3. Yes, and they were feeling as if they were alone in the world. Their great following had vanished. They thought their leader and guide was not going before them any longer. Anyway, they had denied him...they all had run away from him. They had sinned against him. They had turned their backs on him during his greatest hour of need...how could they call themselves Disciples after that? They felt the fantastic times of the previous years with Jesus was over...it was back to business as usual....back to fishing, again.
Their commitment was gone...their spirits sagged in lethargic guilt. Their life’s direction and purpose was dead in the water. Their faith’s journey had been inconsistent and faulty at best.

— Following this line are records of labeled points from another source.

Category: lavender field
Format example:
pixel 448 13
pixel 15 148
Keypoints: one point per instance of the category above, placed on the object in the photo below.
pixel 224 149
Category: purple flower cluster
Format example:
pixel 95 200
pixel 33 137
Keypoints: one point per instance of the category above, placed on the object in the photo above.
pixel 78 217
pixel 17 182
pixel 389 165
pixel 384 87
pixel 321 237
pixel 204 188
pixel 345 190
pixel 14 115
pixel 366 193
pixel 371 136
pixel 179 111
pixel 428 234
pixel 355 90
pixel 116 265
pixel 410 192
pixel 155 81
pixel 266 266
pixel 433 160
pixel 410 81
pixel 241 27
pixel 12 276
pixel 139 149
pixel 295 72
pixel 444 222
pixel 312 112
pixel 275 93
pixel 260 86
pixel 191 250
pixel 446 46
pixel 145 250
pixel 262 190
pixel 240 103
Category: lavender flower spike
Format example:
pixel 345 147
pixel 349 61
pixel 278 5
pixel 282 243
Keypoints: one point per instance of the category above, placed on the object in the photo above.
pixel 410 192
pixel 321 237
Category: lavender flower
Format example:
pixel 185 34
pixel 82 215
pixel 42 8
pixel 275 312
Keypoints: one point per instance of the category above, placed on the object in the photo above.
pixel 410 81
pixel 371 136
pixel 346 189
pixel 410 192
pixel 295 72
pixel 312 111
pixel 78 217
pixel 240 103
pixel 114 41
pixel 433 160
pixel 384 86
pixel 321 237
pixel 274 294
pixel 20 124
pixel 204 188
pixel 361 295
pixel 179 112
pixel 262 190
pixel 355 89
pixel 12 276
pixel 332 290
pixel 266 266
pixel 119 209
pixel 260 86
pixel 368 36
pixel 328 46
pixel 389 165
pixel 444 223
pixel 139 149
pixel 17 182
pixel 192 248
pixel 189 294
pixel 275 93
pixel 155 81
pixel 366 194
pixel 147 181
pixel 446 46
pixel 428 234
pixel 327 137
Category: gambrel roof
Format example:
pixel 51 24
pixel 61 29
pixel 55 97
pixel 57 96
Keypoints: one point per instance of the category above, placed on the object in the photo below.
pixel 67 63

In a sermon by Barry Robinson, he tells this story…a story that, I think, depicts where the Disciples were in their faith and how they felt.
It goes like this...
“During a Pastor’s meeting, an older pastor stood up to testify to his faith. His testimony was rather surprising to a number of people in the room. The Pastor stood up and looked at the group and said, “I am a lay pastor of a small church. I am not ordained. I am not seminary trained. I was asked to leave both Bible colleges I attended. I am divorced and remarried. On any given day I am capable of being a jerk to those closest to me. I am terminally insecure, which causes me to compensate with bouts of arrogance. At times people irritate me, and I hide from them. I am impulsive, which causes me to say things I shouldn’t and make promises I cannot keep. I am inconsistent.
My walk with Christ is a stuttering, stumbling, bumbling attempt to follow Him. At times His presence is so real I can’t stop the tears, and then, at other times, without warning, I can’t find Him. Some days my faith is strong, impenetrable, and immovable – and some days my faith is weak, pathetic, helpless, knocked about like a paper cup floating on the ocean in the middle of a hurricane.